The issue of water scarcity lies in the lack of sufficient, long-lasting implementation of water acquisition rather than the availability of water itself. Most rural, urban, industrial and irrigation water comes from the earth’s readily accessible freshwater via drilling into the water table. In Kenya, it was reported that 43 percent of rural and 24 percent of urban households stated that they relied on a spring, well, or borehole as their main source of water. However, despite its importance, the value of groundwater is not appreciated.
Water4 in Oklahoma City is committed to revealing a sustainable solution that gives communities reliable access to clean water and puts them on a path toward self-sufficiency.
Just this month, ICM committed to supporting half of Water4’s 10-well project proposed in Kenya. Springing out of this investment will come five times more water wells than could traditionally be built in the past.

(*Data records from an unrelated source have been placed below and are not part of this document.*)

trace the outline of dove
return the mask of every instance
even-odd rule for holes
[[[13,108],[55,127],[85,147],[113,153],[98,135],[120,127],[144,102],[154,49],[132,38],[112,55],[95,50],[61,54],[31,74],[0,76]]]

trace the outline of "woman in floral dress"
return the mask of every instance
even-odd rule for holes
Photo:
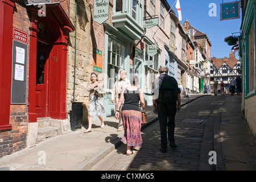
[[[87,90],[89,92],[89,127],[84,131],[87,133],[92,131],[92,125],[93,115],[97,115],[101,122],[101,128],[105,127],[103,118],[101,115],[102,113],[106,112],[104,106],[102,105],[101,96],[106,93],[103,89],[103,87],[97,81],[97,76],[96,73],[93,72],[90,74],[90,83],[88,87]]]
[[[142,90],[138,88],[138,77],[135,76],[130,77],[131,86],[127,87],[121,94],[115,111],[115,118],[118,118],[120,106],[123,102],[123,107],[121,116],[123,121],[125,134],[121,141],[127,144],[126,155],[134,153],[131,150],[132,147],[138,147],[142,144],[141,129],[142,122],[142,113],[139,110],[139,102],[144,111],[145,102]]]

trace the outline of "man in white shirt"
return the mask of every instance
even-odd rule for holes
[[[179,88],[180,89],[180,95],[183,96],[183,97],[189,97],[186,90],[184,89],[181,84],[179,84]]]
[[[234,96],[234,94],[236,91],[236,85],[237,85],[237,82],[236,81],[236,80],[234,80],[234,77],[232,77],[232,78],[230,80],[230,82],[229,83],[229,86],[231,88],[231,95]]]
[[[119,72],[119,74],[120,75],[120,78],[115,81],[111,94],[111,100],[112,103],[115,103],[115,110],[117,109],[117,103],[118,103],[119,98],[122,91],[128,86],[131,86],[130,80],[126,78],[126,72],[122,69]],[[120,106],[120,110],[122,110],[123,104],[123,102]],[[122,130],[123,122],[121,116],[119,116],[117,131],[121,131]]]

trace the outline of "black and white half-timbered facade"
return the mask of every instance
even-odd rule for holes
[[[214,81],[218,81],[218,89],[220,84],[223,81],[227,89],[229,89],[229,83],[232,77],[236,79],[237,76],[242,76],[241,63],[236,59],[232,53],[229,58],[226,56],[222,59],[217,59],[213,56],[210,64],[210,89],[213,90]]]

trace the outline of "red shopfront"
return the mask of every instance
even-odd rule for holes
[[[38,117],[66,119],[68,41],[69,34],[75,30],[75,27],[59,3],[46,4],[46,11],[44,12],[46,16],[42,16],[39,15],[40,7],[36,5],[24,6],[29,13],[30,22],[26,102],[27,121],[36,122]],[[0,9],[0,131],[2,131],[13,127],[10,123],[13,32],[14,28],[20,28],[13,26],[15,1],[1,1]]]
[[[44,15],[38,6],[30,14],[28,121],[38,117],[67,118],[67,61],[69,34],[75,30],[59,3],[46,4]]]
[[[0,131],[11,129],[11,104],[13,1],[0,2]]]

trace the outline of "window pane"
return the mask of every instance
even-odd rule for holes
[[[137,13],[137,3],[135,0],[133,0],[133,12],[132,12],[132,16],[133,18],[136,20],[136,13]]]
[[[123,0],[115,0],[115,12],[122,11],[123,9]]]

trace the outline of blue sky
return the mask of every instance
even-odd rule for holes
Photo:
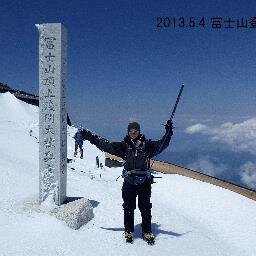
[[[255,117],[256,28],[237,28],[237,20],[249,22],[255,10],[255,1],[236,0],[2,0],[0,82],[38,94],[35,24],[61,22],[68,30],[73,124],[120,140],[127,123],[137,120],[146,135],[158,138],[184,83],[171,150],[232,150],[230,141],[211,138],[213,130],[227,128],[223,123],[244,127]],[[158,28],[158,17],[175,18],[176,27]],[[185,27],[179,26],[182,17]],[[212,27],[216,17],[222,18],[219,29]],[[197,27],[189,27],[193,20]],[[254,131],[251,123],[246,127]],[[207,129],[186,132],[198,124]]]
[[[253,1],[1,1],[1,82],[38,94],[36,23],[68,30],[68,111],[75,124],[108,135],[137,119],[161,130],[182,82],[177,126],[254,115],[256,28],[224,28],[251,18]],[[157,28],[157,17],[205,27]],[[221,17],[221,29],[211,18]],[[234,23],[235,24],[235,23]],[[99,125],[100,124],[100,125]],[[112,136],[112,135],[111,135]]]

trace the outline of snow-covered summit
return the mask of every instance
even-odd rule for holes
[[[122,239],[121,168],[104,165],[89,142],[84,159],[68,163],[67,196],[91,200],[95,217],[72,230],[49,216],[38,197],[38,108],[0,94],[0,255],[186,255],[255,256],[256,204],[231,191],[178,175],[158,174],[152,189],[156,244]],[[30,132],[32,130],[32,133]],[[73,158],[75,127],[68,127]],[[32,135],[32,136],[31,136]],[[96,167],[96,156],[103,169]]]

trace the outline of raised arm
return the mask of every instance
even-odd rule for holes
[[[172,135],[173,135],[173,124],[170,120],[168,120],[165,125],[164,136],[157,141],[148,141],[148,151],[150,153],[150,158],[160,154],[163,150],[165,150],[169,146]]]
[[[125,156],[125,143],[124,142],[109,142],[104,138],[92,134],[88,130],[83,130],[83,138],[90,141],[101,151],[107,152],[111,155],[124,158]]]

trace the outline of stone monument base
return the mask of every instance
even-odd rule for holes
[[[92,205],[86,198],[54,208],[50,214],[64,221],[72,229],[79,229],[94,217]]]

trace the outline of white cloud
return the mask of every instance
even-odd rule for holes
[[[234,151],[256,154],[256,118],[241,123],[224,123],[219,127],[195,124],[186,129],[189,134],[201,133],[209,136],[211,142],[221,142]]]
[[[195,124],[195,125],[189,126],[186,129],[186,132],[189,134],[193,134],[193,133],[197,133],[197,132],[203,132],[203,131],[207,130],[207,128],[208,127],[204,124]]]
[[[251,189],[256,189],[256,163],[251,161],[240,167],[241,181]]]
[[[220,175],[227,170],[225,164],[210,156],[201,156],[197,161],[190,164],[188,168],[200,171],[210,176]]]

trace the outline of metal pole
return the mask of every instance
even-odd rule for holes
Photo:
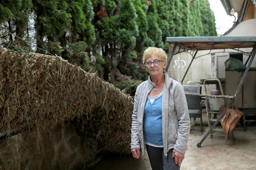
[[[183,82],[183,80],[184,80],[184,78],[185,78],[185,76],[186,76],[186,75],[187,75],[187,73],[188,71],[189,71],[189,70],[190,68],[190,66],[191,65],[191,64],[192,64],[192,62],[194,60],[194,59],[195,59],[195,55],[196,55],[196,53],[197,53],[197,51],[198,51],[197,50],[195,51],[195,55],[194,55],[194,56],[193,56],[193,58],[192,58],[192,60],[191,60],[191,62],[190,62],[190,63],[189,64],[189,67],[188,68],[188,69],[187,70],[187,71],[186,71],[186,73],[185,73],[185,74],[184,75],[184,76],[183,76],[182,80],[182,81],[181,81],[182,83]]]
[[[253,59],[254,58],[256,54],[256,46],[255,46],[254,47],[253,47],[253,53],[252,53],[251,58],[251,60],[250,60],[250,61],[249,61],[249,63],[248,64],[248,66],[247,66],[247,67],[246,67],[246,69],[245,71],[244,71],[244,75],[243,75],[243,76],[242,77],[242,79],[240,81],[240,82],[239,83],[239,84],[238,85],[238,87],[237,87],[237,90],[235,92],[235,95],[234,95],[234,98],[233,98],[232,100],[231,100],[231,101],[229,103],[229,104],[228,104],[228,106],[226,107],[224,110],[223,111],[223,112],[222,112],[220,114],[220,116],[218,118],[217,120],[216,120],[216,121],[214,122],[214,123],[213,124],[213,126],[211,126],[209,130],[208,131],[208,132],[207,132],[207,133],[206,133],[206,134],[203,138],[202,140],[201,140],[201,141],[200,141],[199,143],[198,143],[197,144],[197,147],[199,148],[201,147],[201,145],[202,144],[202,143],[204,142],[204,140],[205,140],[205,139],[206,138],[208,135],[209,135],[210,133],[211,133],[211,132],[212,131],[213,128],[215,127],[217,124],[220,122],[220,120],[222,118],[222,117],[224,116],[224,114],[225,114],[226,113],[226,112],[227,111],[227,110],[228,109],[228,107],[230,107],[232,106],[232,104],[235,100],[237,98],[237,96],[238,94],[238,93],[240,91],[240,89],[242,87],[242,86],[243,85],[244,82],[244,80],[245,79],[245,78],[246,77],[246,75],[247,75],[247,73],[248,73],[248,72],[249,71],[249,69],[251,67],[251,65],[252,63],[253,63]]]

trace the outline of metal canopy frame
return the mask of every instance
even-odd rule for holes
[[[197,144],[197,147],[201,147],[202,143],[225,114],[228,107],[231,107],[236,99],[256,54],[256,36],[168,37],[166,37],[166,40],[169,43],[169,53],[170,54],[166,69],[166,70],[168,70],[171,61],[174,55],[185,52],[189,53],[192,56],[192,60],[182,78],[182,82],[183,82],[193,60],[197,58],[195,56],[198,51],[210,50],[209,53],[207,54],[210,54],[211,50],[214,49],[223,49],[223,51],[222,52],[227,52],[225,51],[226,49],[232,49],[235,50],[237,52],[242,52],[249,56],[246,63],[246,65],[247,65],[246,69],[240,80],[235,94],[229,104],[226,106],[224,110],[205,136],[201,141]],[[251,53],[247,53],[243,51],[242,49],[240,49],[248,48],[253,48]]]

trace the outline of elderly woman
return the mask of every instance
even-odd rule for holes
[[[146,145],[153,170],[178,170],[185,158],[190,120],[184,89],[164,70],[166,53],[149,47],[143,63],[148,80],[137,88],[132,116],[131,149],[138,159]]]

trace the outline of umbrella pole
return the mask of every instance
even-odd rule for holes
[[[238,93],[239,93],[239,92],[240,92],[240,89],[242,87],[242,86],[243,85],[243,84],[244,83],[244,80],[245,79],[245,78],[246,77],[246,75],[247,75],[247,73],[248,73],[248,72],[249,71],[249,69],[251,67],[251,65],[252,63],[253,63],[253,61],[254,59],[254,57],[256,54],[256,46],[254,46],[253,47],[253,52],[252,53],[252,55],[251,56],[251,60],[249,61],[249,63],[248,64],[248,65],[247,66],[247,67],[246,67],[246,69],[244,73],[244,75],[243,75],[243,76],[242,77],[242,79],[240,81],[240,83],[239,83],[239,85],[238,85],[238,87],[237,87],[237,90],[236,91],[235,93],[235,95],[234,95],[234,97],[233,98],[232,100],[231,100],[231,101],[230,101],[230,102],[229,103],[229,104],[228,104],[228,105],[225,108],[225,109],[222,112],[221,114],[220,114],[220,117],[217,119],[217,120],[215,121],[215,122],[214,122],[214,123],[213,124],[213,126],[211,127],[209,130],[208,131],[208,132],[207,132],[207,133],[205,135],[205,136],[204,136],[204,138],[203,138],[202,140],[201,140],[201,141],[200,141],[199,143],[198,143],[197,144],[197,147],[199,148],[201,147],[201,145],[202,144],[202,143],[204,142],[204,140],[205,140],[206,138],[207,138],[208,135],[209,135],[210,133],[211,133],[211,132],[213,131],[213,128],[215,127],[216,125],[217,125],[217,124],[220,122],[220,119],[221,119],[221,118],[223,117],[223,116],[224,116],[224,115],[226,113],[226,112],[227,110],[228,107],[230,107],[232,106],[232,104],[236,99],[237,96],[238,94]]]

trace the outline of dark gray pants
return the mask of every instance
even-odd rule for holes
[[[173,149],[167,153],[167,157],[164,156],[163,148],[157,148],[146,145],[150,165],[152,170],[179,170],[180,167],[175,163],[172,157]]]

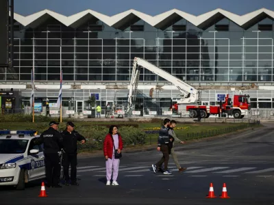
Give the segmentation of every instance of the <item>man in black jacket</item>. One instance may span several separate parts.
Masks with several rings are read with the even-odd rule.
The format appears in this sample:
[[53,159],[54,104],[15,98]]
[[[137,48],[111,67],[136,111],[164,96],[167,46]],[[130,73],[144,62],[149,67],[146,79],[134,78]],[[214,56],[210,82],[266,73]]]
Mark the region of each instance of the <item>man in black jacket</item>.
[[72,122],[66,123],[66,129],[62,132],[64,141],[62,166],[64,169],[64,184],[69,185],[68,168],[71,165],[71,185],[79,185],[76,178],[76,166],[77,155],[77,141],[81,144],[86,142],[86,139],[74,130],[75,125]]
[[59,185],[61,165],[58,152],[62,148],[62,139],[57,131],[59,123],[51,121],[49,128],[34,141],[34,144],[44,144],[45,164],[48,187],[62,187]]

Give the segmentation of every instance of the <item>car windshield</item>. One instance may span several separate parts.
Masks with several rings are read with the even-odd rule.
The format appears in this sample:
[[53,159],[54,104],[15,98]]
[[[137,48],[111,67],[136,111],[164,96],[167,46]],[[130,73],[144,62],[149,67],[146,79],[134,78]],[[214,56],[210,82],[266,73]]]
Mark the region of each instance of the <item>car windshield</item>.
[[22,154],[27,146],[27,139],[0,139],[0,154]]

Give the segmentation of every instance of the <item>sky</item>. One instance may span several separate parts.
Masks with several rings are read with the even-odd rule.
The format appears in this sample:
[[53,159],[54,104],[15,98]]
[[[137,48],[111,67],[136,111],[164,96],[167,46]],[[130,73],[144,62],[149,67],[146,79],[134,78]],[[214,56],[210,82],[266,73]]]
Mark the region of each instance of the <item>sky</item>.
[[23,16],[45,9],[65,16],[88,9],[112,16],[134,9],[155,16],[174,8],[195,16],[216,8],[243,15],[262,8],[274,11],[274,0],[14,0],[14,12]]

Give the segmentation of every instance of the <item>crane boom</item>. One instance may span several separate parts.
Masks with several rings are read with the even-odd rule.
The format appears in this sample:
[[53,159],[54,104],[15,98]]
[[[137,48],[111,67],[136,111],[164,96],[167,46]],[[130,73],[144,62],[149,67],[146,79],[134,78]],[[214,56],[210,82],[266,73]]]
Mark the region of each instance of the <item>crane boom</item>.
[[132,108],[137,95],[137,86],[139,81],[140,66],[165,79],[172,83],[180,91],[181,99],[177,103],[195,103],[198,100],[198,91],[190,85],[181,81],[164,70],[154,66],[147,61],[140,57],[135,57],[133,63],[132,74],[130,81],[130,87],[128,96],[128,105],[126,113]]

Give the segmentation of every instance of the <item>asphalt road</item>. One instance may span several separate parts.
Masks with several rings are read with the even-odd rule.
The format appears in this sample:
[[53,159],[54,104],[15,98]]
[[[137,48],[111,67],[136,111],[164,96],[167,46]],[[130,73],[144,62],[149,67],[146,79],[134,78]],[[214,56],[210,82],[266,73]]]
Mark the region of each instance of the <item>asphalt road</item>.
[[[274,125],[238,135],[186,145],[176,144],[182,166],[178,173],[154,174],[151,164],[161,157],[155,151],[124,153],[119,186],[106,187],[103,157],[79,159],[79,187],[46,187],[48,197],[39,198],[40,181],[24,191],[1,187],[5,204],[273,204]],[[172,157],[171,157],[172,158]],[[226,183],[229,199],[206,199],[210,184],[219,196]]]

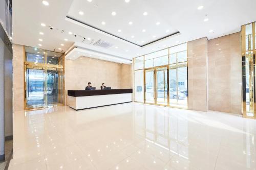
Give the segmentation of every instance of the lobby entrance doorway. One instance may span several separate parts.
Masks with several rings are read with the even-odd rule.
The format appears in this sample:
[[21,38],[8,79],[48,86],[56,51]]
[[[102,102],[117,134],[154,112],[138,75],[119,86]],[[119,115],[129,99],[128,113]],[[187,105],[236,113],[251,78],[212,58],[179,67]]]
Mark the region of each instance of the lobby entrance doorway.
[[64,104],[62,54],[26,47],[24,62],[25,110]]
[[62,68],[26,66],[25,106],[26,109],[62,105]]

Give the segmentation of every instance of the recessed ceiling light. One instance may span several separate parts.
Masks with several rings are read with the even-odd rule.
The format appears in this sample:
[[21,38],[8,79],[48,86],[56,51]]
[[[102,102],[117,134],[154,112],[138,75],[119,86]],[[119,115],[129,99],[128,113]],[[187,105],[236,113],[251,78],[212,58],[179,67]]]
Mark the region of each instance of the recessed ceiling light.
[[205,21],[205,22],[208,21],[208,20],[209,20],[209,18],[205,18],[204,19],[204,21]]
[[47,1],[42,1],[42,4],[44,4],[44,5],[45,5],[46,6],[48,6],[49,5],[49,3]]
[[200,6],[199,7],[197,7],[197,9],[199,10],[201,10],[203,8],[204,8],[204,6],[202,6],[202,5]]

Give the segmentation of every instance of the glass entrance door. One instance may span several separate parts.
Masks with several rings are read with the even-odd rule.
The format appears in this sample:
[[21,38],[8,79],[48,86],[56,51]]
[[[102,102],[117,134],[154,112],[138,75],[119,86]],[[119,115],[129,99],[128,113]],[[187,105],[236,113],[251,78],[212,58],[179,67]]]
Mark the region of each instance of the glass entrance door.
[[59,73],[57,70],[46,71],[46,103],[47,106],[53,106],[58,102]]
[[167,67],[157,68],[156,70],[156,104],[168,104],[168,81]]
[[62,105],[63,69],[30,67],[26,68],[26,109]]
[[45,106],[45,70],[27,68],[25,99],[26,108]]
[[155,104],[155,69],[145,70],[145,102]]

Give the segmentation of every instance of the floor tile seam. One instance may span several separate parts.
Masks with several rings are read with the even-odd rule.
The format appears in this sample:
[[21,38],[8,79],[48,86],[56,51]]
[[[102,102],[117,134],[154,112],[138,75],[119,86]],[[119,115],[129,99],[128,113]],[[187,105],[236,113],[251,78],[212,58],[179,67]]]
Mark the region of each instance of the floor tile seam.
[[48,167],[48,165],[47,164],[47,162],[46,161],[46,155],[45,155],[45,152],[44,152],[44,160],[45,161],[45,163],[46,164],[46,169],[48,170],[48,169],[49,169],[49,168]]
[[[145,167],[143,164],[142,164],[141,163],[140,163],[140,162],[139,162],[138,161],[137,161],[136,159],[133,159],[133,158],[132,158],[131,157],[130,157],[130,156],[127,156],[127,157],[126,157],[125,159],[122,160],[121,161],[120,161],[117,164],[119,164],[119,163],[120,163],[121,162],[122,162],[122,161],[123,161],[123,160],[126,159],[127,158],[130,158],[130,159],[132,159],[134,161],[135,161],[135,162],[136,162],[137,163],[138,163],[138,164],[139,164],[140,166],[142,166],[143,167],[144,167],[145,169],[147,169],[147,170],[148,170],[148,169],[147,169],[146,167]],[[110,170],[110,169],[111,169],[111,168],[113,168],[115,167],[115,165],[113,166],[111,166],[111,167],[109,168],[108,170]]]
[[214,169],[215,170],[216,168],[216,165],[217,164],[218,159],[219,159],[219,154],[220,154],[220,151],[221,150],[221,143],[222,143],[222,142],[221,141],[221,143],[220,144],[220,147],[219,148],[219,151],[218,152],[217,157],[216,158],[216,161],[215,161],[215,166],[214,166]]
[[[126,155],[125,155],[125,156],[126,156]],[[122,159],[122,160],[121,160],[120,161],[119,161],[119,162],[117,163],[117,164],[120,164],[120,163],[121,162],[122,162],[123,160],[124,160],[126,159],[127,159],[127,158],[129,158],[129,157],[129,157],[129,156],[127,156],[125,157],[125,158],[124,158],[124,159]],[[109,169],[108,169],[108,170],[111,169],[112,167],[114,167],[114,166],[115,166],[115,165],[114,165],[114,166],[111,166],[110,168],[109,168]]]
[[[156,157],[156,156],[153,156],[153,155],[151,155],[151,154],[148,154],[148,155],[150,155],[150,156],[153,156],[153,157],[154,157],[154,158],[157,158],[158,160],[159,160],[160,161],[161,161],[161,162],[163,162],[163,163],[164,163],[164,161],[163,161],[162,160],[161,160],[161,159],[160,159],[159,158],[158,158],[158,157]],[[130,157],[131,157],[131,156],[130,156]],[[145,169],[148,169],[148,168],[146,168],[146,167],[145,167],[145,166],[144,166],[144,164],[143,164],[141,163],[140,162],[139,162],[139,161],[138,161],[137,160],[137,159],[134,159],[134,158],[132,158],[131,157],[131,159],[132,159],[133,160],[134,160],[135,162],[136,162],[137,163],[139,163],[139,164],[141,165],[142,165],[142,166],[144,168],[145,168]],[[168,161],[167,161],[167,162],[168,162]],[[164,166],[163,166],[163,167],[164,167]]]

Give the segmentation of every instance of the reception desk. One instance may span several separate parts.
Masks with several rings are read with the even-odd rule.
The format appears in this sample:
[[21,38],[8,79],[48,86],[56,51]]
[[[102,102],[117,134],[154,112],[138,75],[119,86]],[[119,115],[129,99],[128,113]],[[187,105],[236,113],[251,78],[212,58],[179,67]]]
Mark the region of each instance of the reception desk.
[[132,89],[68,90],[69,107],[75,110],[132,102]]

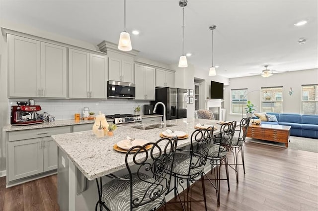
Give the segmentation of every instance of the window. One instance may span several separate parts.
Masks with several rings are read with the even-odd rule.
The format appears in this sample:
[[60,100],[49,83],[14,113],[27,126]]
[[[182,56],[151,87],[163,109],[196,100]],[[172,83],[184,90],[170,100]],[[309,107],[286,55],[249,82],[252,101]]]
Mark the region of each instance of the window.
[[283,112],[283,87],[262,87],[261,112]]
[[318,114],[318,84],[302,85],[302,114]]
[[231,92],[231,113],[242,113],[242,109],[246,104],[247,89],[232,89]]

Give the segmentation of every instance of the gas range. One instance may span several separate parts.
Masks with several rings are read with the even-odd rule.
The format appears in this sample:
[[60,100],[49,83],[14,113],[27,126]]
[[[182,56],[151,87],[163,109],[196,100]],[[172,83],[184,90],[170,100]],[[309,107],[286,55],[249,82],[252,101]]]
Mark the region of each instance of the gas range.
[[107,118],[114,119],[115,124],[120,125],[126,124],[141,123],[141,117],[140,115],[134,114],[114,114],[106,115]]

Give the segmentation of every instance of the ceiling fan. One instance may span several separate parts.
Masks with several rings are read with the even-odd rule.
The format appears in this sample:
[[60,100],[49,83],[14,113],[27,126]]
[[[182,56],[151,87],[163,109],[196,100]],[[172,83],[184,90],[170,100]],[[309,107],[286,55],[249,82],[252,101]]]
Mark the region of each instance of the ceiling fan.
[[264,65],[264,66],[265,67],[265,69],[262,70],[261,73],[257,72],[257,73],[252,73],[250,74],[252,74],[254,75],[260,75],[264,78],[268,78],[268,77],[271,76],[272,75],[273,75],[273,73],[274,73],[274,72],[275,73],[278,73],[288,72],[287,71],[278,71],[275,70],[270,70],[267,69],[267,67],[268,66],[268,65]]

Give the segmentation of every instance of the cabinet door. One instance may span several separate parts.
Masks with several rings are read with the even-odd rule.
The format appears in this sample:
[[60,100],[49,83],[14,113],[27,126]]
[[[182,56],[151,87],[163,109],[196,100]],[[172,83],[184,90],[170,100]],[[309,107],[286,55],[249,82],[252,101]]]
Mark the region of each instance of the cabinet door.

They will work with one of our partners in Kenya, who is based in Katali. The partner will be an apprentice in their well-building program and learn how Water4 builds wells manually–meaning no imported machinery will be required in the future. By doing so, Kenyans can use local materials, furthering their local economy. Apprentices in the program will gain knowledge on not only on how to dig wells and find the water table, but to maintain those wells.
And, as people are drawn to these water points, MBC will be made available to them in their own language! We can’t wait to see what God will do with this new partnership!